Central Military Commission
- Flag of the Communist Party of Vietnam
- Military flag of the Vietnam People's Army

Agency overview
- Formed: 1946
- Jurisdiction: Vietnam
- Agency executives: Tô Lâm, Secretary; General Phan Văn Giang, Deputy Secretary;
- Parent agency: Central Committee of the Communist Party of Vietnam
- Child agency: People's Army of Vietnam;

= Central Military Commission of the Communist Party of Vietnam =

Highest military policy body within the Vietnamese Communist Party

The Central Military Commission (CMC; Quân Ủy Trung ương) is an organ of the Communist Party of Vietnam, which is the highest body in Vietnam on military policy and the ideological head the Vietnam People's Army (VPA) alongside the Ministry of National Defence, which is responsible for executive management of the People's Army and politically under effective influence of the CMC. Its membership includes some members of the Politburo and military leaders. The CMC is headed by a secretary, who is also the general secretary of the party.

== Functions ==
Practically, the CMC is the highest political governing body of the Vietnam People's Army, thus its head is also the practical highest leader of the military. The Statute of the Communist Party of Vietnam says that the VPA is "under the party's absolute, direct, comprehensive leadership", making it effectively the military wing of the ruling party.
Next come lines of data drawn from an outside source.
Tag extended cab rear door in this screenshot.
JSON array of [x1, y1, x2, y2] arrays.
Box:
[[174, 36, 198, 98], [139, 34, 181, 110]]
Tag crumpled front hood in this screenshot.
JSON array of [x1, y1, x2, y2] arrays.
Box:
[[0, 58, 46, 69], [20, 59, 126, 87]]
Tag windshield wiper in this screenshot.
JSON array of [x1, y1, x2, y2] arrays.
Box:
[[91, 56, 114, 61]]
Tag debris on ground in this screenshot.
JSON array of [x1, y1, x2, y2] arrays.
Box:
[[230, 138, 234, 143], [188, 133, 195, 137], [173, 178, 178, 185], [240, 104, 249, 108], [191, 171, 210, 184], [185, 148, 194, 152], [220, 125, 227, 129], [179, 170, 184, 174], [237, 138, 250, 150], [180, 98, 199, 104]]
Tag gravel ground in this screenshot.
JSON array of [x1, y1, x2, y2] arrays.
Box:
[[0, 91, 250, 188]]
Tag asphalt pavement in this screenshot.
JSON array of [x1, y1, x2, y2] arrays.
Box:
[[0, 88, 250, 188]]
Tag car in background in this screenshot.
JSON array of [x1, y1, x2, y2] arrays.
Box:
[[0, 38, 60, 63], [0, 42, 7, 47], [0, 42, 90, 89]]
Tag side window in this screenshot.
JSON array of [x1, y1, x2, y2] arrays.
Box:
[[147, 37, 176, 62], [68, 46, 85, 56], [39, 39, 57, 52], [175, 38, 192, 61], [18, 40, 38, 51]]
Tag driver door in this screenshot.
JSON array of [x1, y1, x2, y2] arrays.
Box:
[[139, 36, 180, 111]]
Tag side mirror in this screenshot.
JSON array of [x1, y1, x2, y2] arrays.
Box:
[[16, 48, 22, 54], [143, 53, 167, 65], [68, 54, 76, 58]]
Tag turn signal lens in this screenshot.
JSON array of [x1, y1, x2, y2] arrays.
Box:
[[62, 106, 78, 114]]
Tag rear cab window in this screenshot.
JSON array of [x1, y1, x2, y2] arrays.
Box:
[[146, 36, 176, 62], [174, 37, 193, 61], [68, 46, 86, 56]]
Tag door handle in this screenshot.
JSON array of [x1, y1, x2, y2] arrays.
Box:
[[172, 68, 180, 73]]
The membership of the CMC is appointed by the Central Committee. The CMC is responsible to the Party's Politburo and the Secretariat. Its main priority is to supervise party affairs within the VPA, from the very bottom to the top, which is represented by the General Political Department.

== Publications ==
The Commission publishes the People's Army Newspaper together with the Ministry of National Defence.